Akumulasi gas dan cairan dapat terjadi di bagian proksimal atau distal usus.
Apabila akumulasi terjadi di daerah distal mengakibatkan terjadinya peningkatan tekanan intra abdomen dan intra lumen. Hal ini dapat meningkatkan terjadinya peningkatan permeabilitas kapiler dan ekstravasasi air dan elektrolit di peritoneal.
Dengan peningkatan permeabilitas dan ekstravasasi menimbulkan retensi cairan di usus dan rongga peritoneum mengakibatakan terjadi penurunan sirkulasi dan volume darah. Akumulasi gas dan cairan di bagian proksimal mengakibatkan kolapsnya usus sehingga terjadi distensi abdomen. Terjadi penekanan pada vena mesenterika yang mengakibatkan kegagalan oksigenasi dinding usus sehingga aliran darah ke usus menurun, terjadilah iskemi dan kemudian nekrotik usus. Pada usus yang mengalami nekrotik terjadi peningkatan permeabilitas kapiler dan pelepasan bakteri dan toksin sehingga terjadi perforasi.
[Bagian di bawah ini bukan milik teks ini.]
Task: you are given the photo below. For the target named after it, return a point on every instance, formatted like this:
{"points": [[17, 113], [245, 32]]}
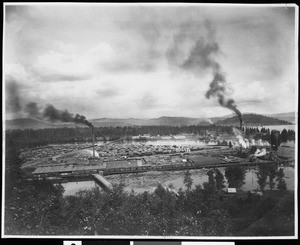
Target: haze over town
{"points": [[148, 61]]}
Dengan adanya perforais akan menyebabkan bakteri akan masuk ke dalam sirkulasi sehingga terjadi sepsis dan peritonitis.
Masalah lain yang timbul dari distensi abdomen adalah penurunan fungsi usus dan peningkatan sekresi sehingga terjadi peminbunan di intra lumen secara progresif yang akan menyebabkan terjadinya retrograde peristaltic sehingga terjadi kehilangan cairan dan elektrolit. Bila hal ini tidak ditangani dapat menyebabkan syok hipovolemik. Kehilangan cairan dan elektrolit yang berlebih berdampak pada penurunanan curah jantung sehingga darah yang dipompakan tidak dapat memenuhi kebutuhan seluruh tubuh sehingga terjadi gangguan perfusi jaringan pada otak, sel dan ginjal. Penurunan perfusi dalam sel menyebabkan terjadinya metabolisme anaerob yang akan meningkatkan asam laktat dan menyebabkan asidosis metabolic. Bila terjadi pada otak akan menyebabkan hipoksia jaringan otak, iskemik dan infark. Bila terjadi pada ginjal akan merangsang pertukaran natrium dan hydrogen di tubulus prksimal dan pelepasan aldosteron, merangsang sekresi hidrogen di nefron bagian distal sehingga terjadi peningaktan reabsorbsi HCO3- dan penurunan kemampuan ginjal untuk membuang HCO3. Hal ini akan menyebabkan terjadinya alkalosis metabolic. (Price &Wilson, 2007)
Pathway
6. Penatalaksanaan
Dasar pengobatan ileus obstruksi adalah koreksi keseimbangan elektrolit dan cairan, menghilangkan peregangan dan muntah dengan dekompresi, mengatasi peritonitis dan syok bila ada, dan menghilangkan obstruksi untuk memperbaiki kelangsungan dan fungsi usus kembali normal.
a. Resusitasi
Dalam resusitasi yang perlu diperhatikan adalah mengawasi tanda - tanda vital, dehidrasi dan syok. Pasien yang mengalami ileus obstruksi mengalami dehidrasi dan gangguan keseimbangan ektrolit sehingga perlu diberikan cairan intravena seperti ringer laktat. Respon terhadap terapi dapat dilihat dengan memonitor tanda - tanda vital dan jumlah urin yang keluar.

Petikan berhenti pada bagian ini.